Joe Lipsett of Bloody Disgusting rated the film four out of five, writing that "[w]hile the kills in The Blackening are decent and the killer's choice of weapon (a crossbow) is novel, it's the comedy and camaraderie between the friends that make the film stand out. Not only do these characters fight and support each other as real friends do, but Perkins and Oliver's script is also filled to the brim with smart, savvy jokes. The film is legitimately hilarious, tackling everything from obvious stereotypes to ingrained cultural prejudice within the group."
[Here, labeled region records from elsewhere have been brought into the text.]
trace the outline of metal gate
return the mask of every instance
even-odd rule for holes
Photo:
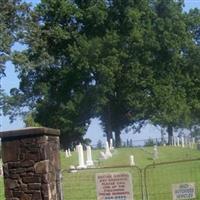
[[[179,160],[151,164],[144,169],[146,200],[172,200],[173,185],[194,183],[196,198],[200,200],[200,159]]]
[[[173,200],[174,184],[194,183],[200,200],[200,158],[137,166],[114,166],[84,170],[63,170],[64,200],[96,200],[96,174],[128,172],[132,175],[134,200]]]

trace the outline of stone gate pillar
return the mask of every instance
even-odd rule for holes
[[[0,132],[6,200],[61,200],[60,131]]]

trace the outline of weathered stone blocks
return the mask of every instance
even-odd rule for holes
[[[1,132],[6,200],[60,200],[59,131]]]

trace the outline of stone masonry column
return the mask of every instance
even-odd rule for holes
[[[0,132],[6,200],[61,200],[60,131]]]

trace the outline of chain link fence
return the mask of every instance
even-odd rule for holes
[[[109,172],[128,172],[132,177],[132,190],[134,200],[143,199],[143,183],[141,170],[138,167],[116,166],[101,169],[86,169],[76,171],[63,171],[63,193],[64,200],[95,200],[96,194],[96,174]]]

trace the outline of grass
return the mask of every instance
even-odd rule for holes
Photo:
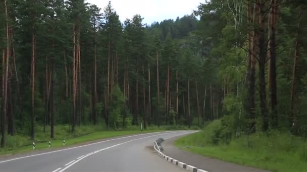
[[[48,149],[48,142],[51,141],[51,148],[64,147],[65,146],[80,144],[106,138],[120,136],[129,134],[149,133],[167,130],[187,130],[187,128],[182,126],[162,126],[158,127],[151,126],[146,130],[140,131],[138,126],[131,126],[125,130],[118,129],[106,130],[99,125],[80,126],[76,128],[74,133],[70,132],[71,129],[68,125],[58,125],[55,128],[55,139],[49,139],[50,128],[46,128],[43,132],[42,127],[38,126],[36,128],[35,150]],[[11,155],[16,153],[26,153],[32,151],[31,140],[28,133],[19,132],[14,136],[7,135],[6,144],[4,148],[0,148],[0,155]],[[63,145],[63,139],[65,140],[65,145]]]
[[[232,138],[229,144],[213,144],[218,121],[202,132],[179,138],[175,145],[203,156],[272,171],[307,169],[307,142],[289,133],[272,132]]]

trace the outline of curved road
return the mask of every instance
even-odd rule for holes
[[[169,131],[105,139],[87,145],[0,161],[1,172],[186,171],[160,157],[154,141],[195,132]]]

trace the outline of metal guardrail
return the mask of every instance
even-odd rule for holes
[[[163,151],[163,148],[162,147],[162,146],[161,146],[161,143],[164,141],[164,139],[162,138],[159,138],[155,141],[155,146],[156,146],[156,148],[158,149],[159,151]]]

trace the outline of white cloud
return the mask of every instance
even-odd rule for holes
[[[88,0],[87,2],[103,9],[109,0]],[[138,14],[144,18],[144,23],[151,24],[164,19],[175,19],[190,14],[204,0],[112,0],[113,8],[124,22]]]

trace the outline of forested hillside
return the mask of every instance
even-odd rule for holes
[[[120,21],[111,3],[1,3],[2,147],[8,134],[35,140],[38,126],[53,138],[60,124],[201,126],[225,116],[237,136],[305,136],[304,0],[212,0],[152,24]]]

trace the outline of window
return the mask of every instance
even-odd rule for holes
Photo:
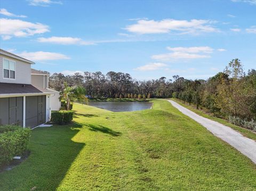
[[[4,78],[15,79],[15,62],[3,59]]]

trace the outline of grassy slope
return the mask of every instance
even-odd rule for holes
[[[204,111],[202,110],[197,110],[195,106],[193,105],[189,105],[188,104],[185,104],[182,102],[179,101],[178,99],[172,98],[171,99],[177,102],[178,103],[181,105],[183,107],[185,107],[187,109],[188,109],[189,110],[192,111],[193,112],[196,113],[196,114],[199,115],[201,115],[206,118],[213,120],[220,123],[222,123],[225,126],[231,127],[231,128],[235,129],[235,130],[237,130],[237,131],[240,132],[244,136],[250,138],[250,139],[252,139],[256,141],[256,133],[253,132],[252,131],[249,129],[247,129],[236,126],[235,124],[231,124],[229,123],[228,121],[225,120],[223,119],[210,115],[205,113],[205,112],[204,112]]]
[[[75,104],[75,123],[33,131],[1,190],[255,190],[256,166],[166,101],[114,113]]]

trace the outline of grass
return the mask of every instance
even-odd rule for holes
[[[206,112],[204,110],[197,110],[196,106],[192,104],[191,105],[189,105],[188,104],[184,103],[182,101],[174,98],[171,98],[171,99],[177,102],[183,107],[188,109],[189,110],[192,111],[193,112],[196,113],[199,115],[215,121],[219,122],[220,123],[222,123],[228,127],[231,127],[232,129],[240,132],[245,137],[248,137],[256,141],[256,133],[254,132],[252,130],[230,123],[229,121],[225,120],[224,119],[221,119],[211,115],[210,114],[206,113]]]
[[[75,104],[74,122],[32,132],[2,190],[255,190],[256,165],[167,101],[111,112]]]

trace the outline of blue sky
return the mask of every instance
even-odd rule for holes
[[[0,47],[36,69],[207,79],[256,68],[256,1],[2,0]]]

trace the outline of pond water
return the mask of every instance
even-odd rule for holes
[[[88,105],[111,111],[132,111],[150,109],[152,103],[135,102],[89,102]]]

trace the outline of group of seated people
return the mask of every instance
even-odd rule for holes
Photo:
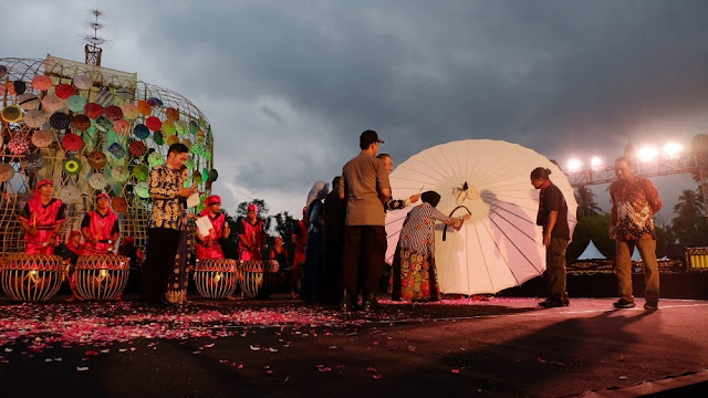
[[[111,197],[107,193],[98,193],[95,197],[94,209],[84,214],[80,230],[71,231],[65,243],[61,242],[59,237],[66,221],[66,207],[61,199],[54,198],[53,193],[52,180],[39,181],[32,198],[20,213],[20,226],[24,231],[25,254],[56,254],[65,260],[66,279],[74,295],[72,300],[81,300],[72,272],[80,256],[116,254],[117,251],[118,255],[128,256],[133,266],[142,263],[143,255],[133,238],[123,238],[122,244],[117,247],[121,228],[117,214],[111,209]],[[200,233],[198,228],[195,229],[196,259],[225,259],[219,240],[228,238],[231,231],[226,214],[221,212],[221,199],[210,196],[205,203],[206,209],[198,216],[190,216],[207,217],[211,223],[206,234]],[[249,205],[247,211],[247,217],[239,222],[237,231],[238,259],[263,260],[262,252],[268,241],[266,224],[258,218],[256,205]],[[274,247],[267,255],[277,260],[281,269],[290,269],[290,256],[281,238],[275,238]],[[188,271],[188,268],[186,270]]]

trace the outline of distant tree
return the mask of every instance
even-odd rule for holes
[[[577,217],[585,218],[602,213],[602,209],[595,201],[596,195],[587,187],[577,187],[575,202],[577,202]]]

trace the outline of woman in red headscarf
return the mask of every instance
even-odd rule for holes
[[[263,260],[261,249],[267,239],[266,224],[258,219],[258,206],[251,203],[247,217],[239,224],[239,260]]]
[[[20,227],[24,230],[27,254],[54,254],[56,237],[66,221],[66,207],[52,198],[54,184],[45,179],[37,184],[34,195],[20,214]]]
[[[207,208],[201,210],[199,217],[208,217],[211,222],[209,234],[204,237],[197,229],[197,242],[195,249],[197,259],[223,259],[223,250],[219,244],[219,239],[226,239],[231,233],[229,224],[226,222],[226,214],[221,212],[221,198],[212,195],[205,201]]]
[[[85,241],[84,255],[110,254],[121,235],[118,216],[111,210],[111,197],[107,193],[96,196],[96,208],[84,216],[81,234]]]

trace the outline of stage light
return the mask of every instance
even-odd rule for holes
[[[583,167],[583,163],[580,159],[573,158],[568,160],[568,171],[575,172]]]
[[[603,165],[603,160],[600,156],[593,156],[592,159],[590,159],[590,167],[592,167],[593,170],[597,171],[602,168]]]
[[[659,150],[653,146],[643,146],[637,150],[637,160],[643,163],[653,161],[659,155]]]
[[[668,142],[664,145],[664,157],[667,159],[677,159],[684,151],[684,145],[680,143]]]

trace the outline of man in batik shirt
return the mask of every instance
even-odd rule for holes
[[[654,214],[662,209],[662,199],[652,181],[634,175],[629,160],[624,156],[615,160],[615,174],[617,180],[610,186],[610,237],[617,241],[615,274],[620,301],[614,306],[631,308],[635,305],[632,295],[632,252],[636,248],[644,263],[644,308],[656,310],[659,302],[659,271]]]
[[[53,254],[56,237],[66,221],[66,207],[61,200],[52,198],[54,184],[45,179],[37,184],[34,195],[22,213],[20,227],[24,230],[24,252],[27,254]]]
[[[115,251],[121,235],[118,216],[111,210],[111,197],[101,193],[96,197],[96,208],[84,216],[81,234],[84,237],[82,254],[98,255]]]
[[[148,178],[153,211],[147,229],[147,258],[142,268],[143,290],[140,298],[158,303],[165,300],[167,280],[175,264],[185,210],[179,198],[189,198],[196,191],[184,188],[181,168],[189,156],[184,144],[173,144],[167,151],[167,163],[154,167]]]

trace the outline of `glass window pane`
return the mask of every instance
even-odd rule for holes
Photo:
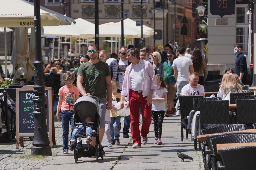
[[[236,15],[244,15],[245,13],[245,9],[244,7],[237,7],[236,8]]]
[[[237,15],[236,23],[244,23],[245,16],[244,15]]]

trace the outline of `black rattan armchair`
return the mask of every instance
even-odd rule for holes
[[[218,169],[226,170],[255,169],[256,146],[243,146],[220,150],[222,162],[218,161]]]
[[[230,95],[230,104],[235,104],[235,96],[246,96],[254,95],[254,92],[253,91],[241,93],[231,93]]]
[[[246,125],[245,124],[234,124],[203,129],[201,130],[201,131],[202,134],[204,135],[243,130],[246,129]],[[210,150],[209,148],[207,141],[205,141],[202,142],[201,144],[201,146],[204,169],[206,170],[210,170],[212,167],[210,157]]]
[[[254,133],[220,133],[209,135],[206,136],[206,137],[211,150],[211,163],[213,170],[217,169],[217,162],[222,160],[221,156],[217,153],[217,144],[256,142],[256,135]],[[234,160],[236,161],[236,160]]]
[[[236,122],[251,126],[256,122],[256,100],[237,100]]]
[[[187,125],[183,119],[188,116],[189,113],[194,109],[193,99],[194,98],[203,98],[203,95],[198,96],[179,96],[179,101],[181,112],[181,141],[183,142],[183,130],[185,128],[186,130],[186,137],[188,139]]]

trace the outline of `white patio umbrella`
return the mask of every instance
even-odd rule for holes
[[[0,0],[0,27],[28,27],[34,26],[33,3],[22,0]],[[75,20],[71,18],[46,8],[42,7],[40,8],[42,26],[70,25],[72,22],[75,23]],[[24,43],[22,40],[22,39],[19,39],[16,42]],[[6,41],[6,39],[5,40]],[[6,58],[6,54],[5,56]],[[12,62],[11,63],[14,65],[15,57],[15,54],[12,55]],[[14,69],[13,72],[14,73],[16,70],[14,68]]]
[[[99,26],[99,37],[120,37],[121,25],[117,23],[111,22],[101,24]],[[133,28],[127,26],[124,28],[125,37],[138,37],[140,34],[139,31]],[[86,30],[80,34],[80,37],[88,38],[95,35],[95,28]]]
[[[27,27],[34,26],[33,3],[22,0],[0,0],[0,27]],[[71,24],[75,21],[67,17],[64,18],[57,13],[41,7],[42,26]]]
[[[4,27],[0,28],[0,32],[4,33],[5,34],[5,40],[6,40],[6,33],[13,31],[12,29],[9,28]],[[7,44],[6,41],[5,41],[5,77],[7,77]]]

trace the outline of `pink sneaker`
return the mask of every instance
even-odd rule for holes
[[[162,142],[162,140],[161,140],[161,138],[158,138],[157,139],[157,144],[158,145],[160,145],[163,144],[163,142]]]

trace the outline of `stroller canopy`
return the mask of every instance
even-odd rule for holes
[[[94,122],[95,114],[99,113],[99,104],[93,98],[87,96],[78,98],[75,102],[73,109],[75,116],[77,114],[79,116],[80,121],[79,122],[83,122],[88,117],[91,117]]]

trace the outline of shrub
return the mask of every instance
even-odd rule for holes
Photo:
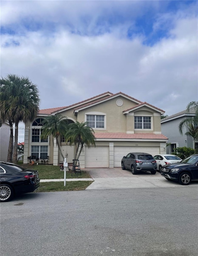
[[[173,154],[178,156],[182,159],[185,159],[191,155],[195,153],[195,151],[191,148],[183,147],[182,148],[177,148],[174,149],[174,153]]]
For IndieWire, Rafael Motamayor gave the film a grade of "B", calling it "the first great horror parody of the post-Get Out era" and writing that "every slasher movie needs a good villain and here the killer wears a blackface leather mask. It's on the nose, but this parody has about as much subtext as Scary Movie and that's part of the fun. There is no toning down Blackness or explaining things to White audiences. If you don't know how to play Spades or what the Black anthem is, ask a friend."

==Potential sequel==
In November 2023, Variety reported that MRC and Lionsgate were in talks with writers Dewayne Perkins, Tracy Oliver and producer E. Brian Dobbins to return for a sequel. Perkins had previously expressed to the magazine that he envisioned a franchise akin to a "Scary Movie-esque series versus the Knives Out style with a new cast for each mystery".